The Transiting Exoplanet Survey Satellite (TESS) has one important mission: to scan the vast space outside the solar system and search for exoplanets, which will hopefully help the current space technology in finding and targeting a rocky world much like Earth and Venus.

Current research and attempts to find planets outside the solar system has mostly involved distant stars that are nearly impossible to determine. The National Aeronautics and Space Administration (NASA) seeks to remedy that with the TESS mission which will work in conjunction with the ground-based observatories, the Hubble Space Telescope and the James Webb Space Telescope.

"The problem is that we've had very few exoplanet targets that are good for follow-up," said TESS Project Scientist Stephen Rinehart, as reported by NASA. "TESS will change that."

In locating the exoplanets and pinpointing the rocky worlds, the space agency hopes to study the atmosphere makeup and determine if the planet is at all habitable.

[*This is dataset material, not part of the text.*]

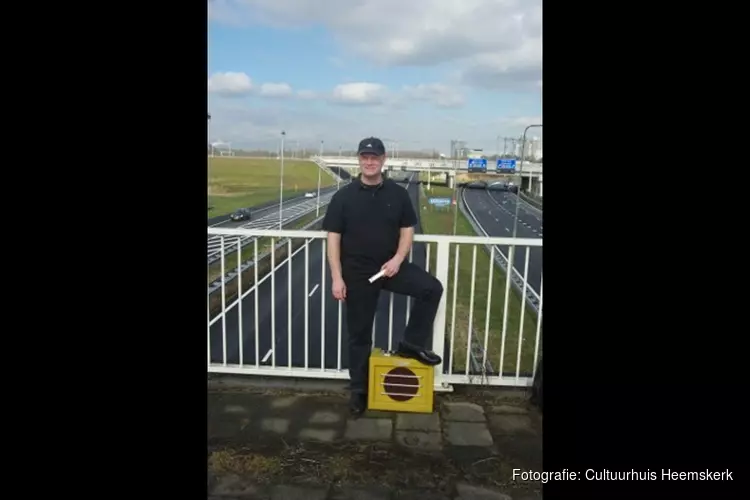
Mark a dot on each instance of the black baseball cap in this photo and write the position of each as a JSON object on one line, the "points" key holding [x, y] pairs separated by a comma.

"There are a couple of things we like to see as a potential for habitability - one of them is water, which is probably the single most important, because as far as we know, all life that we're familiar with depends on water in some way," Rinehart said. "The other is methane, which on our Earth is produced almost entirely biologically."

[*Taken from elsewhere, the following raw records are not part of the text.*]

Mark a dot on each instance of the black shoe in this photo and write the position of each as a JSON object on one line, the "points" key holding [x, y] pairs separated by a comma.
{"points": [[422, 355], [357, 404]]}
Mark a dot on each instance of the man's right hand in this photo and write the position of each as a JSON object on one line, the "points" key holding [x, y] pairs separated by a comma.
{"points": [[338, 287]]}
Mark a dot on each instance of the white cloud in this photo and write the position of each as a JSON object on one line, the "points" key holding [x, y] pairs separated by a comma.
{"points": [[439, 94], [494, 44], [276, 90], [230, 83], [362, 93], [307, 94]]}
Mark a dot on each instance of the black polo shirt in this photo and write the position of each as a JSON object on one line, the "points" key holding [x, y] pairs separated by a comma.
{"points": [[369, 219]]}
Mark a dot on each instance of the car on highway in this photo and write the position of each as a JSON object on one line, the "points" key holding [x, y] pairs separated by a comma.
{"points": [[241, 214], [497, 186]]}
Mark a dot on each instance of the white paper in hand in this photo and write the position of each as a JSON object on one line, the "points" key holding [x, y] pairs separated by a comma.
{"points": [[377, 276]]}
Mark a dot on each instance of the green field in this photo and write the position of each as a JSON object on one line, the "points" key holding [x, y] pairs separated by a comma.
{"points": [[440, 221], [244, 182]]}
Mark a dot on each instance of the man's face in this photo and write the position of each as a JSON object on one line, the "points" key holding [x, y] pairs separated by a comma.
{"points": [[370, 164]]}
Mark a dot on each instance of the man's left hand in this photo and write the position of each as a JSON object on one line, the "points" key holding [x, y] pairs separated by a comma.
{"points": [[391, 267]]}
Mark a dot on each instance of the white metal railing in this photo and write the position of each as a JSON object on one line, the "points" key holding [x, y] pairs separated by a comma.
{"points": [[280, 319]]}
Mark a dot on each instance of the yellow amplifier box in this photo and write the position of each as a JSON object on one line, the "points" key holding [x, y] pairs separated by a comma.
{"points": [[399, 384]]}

The importance of TESS doesn't stop on exoplanets. The TESS Guest Invetigator (GI) Program will allow scientists on the ground to explore virtually anything that they find to be astronomically interesting. This means that either scientists will pick up on various things through TESS data or they infer from it and identify interesting variables.

In summary, the GI Program will allow Earth's scientists to slice up the data and study all the things they find interesting which could be flare stars or even active galaxies.

TESS is set to launch no later than June 2018, and scientists all around the world are anxiously waiting for it just because of the sheer amount of opportunities it will open up to better understand the mystery of the universe.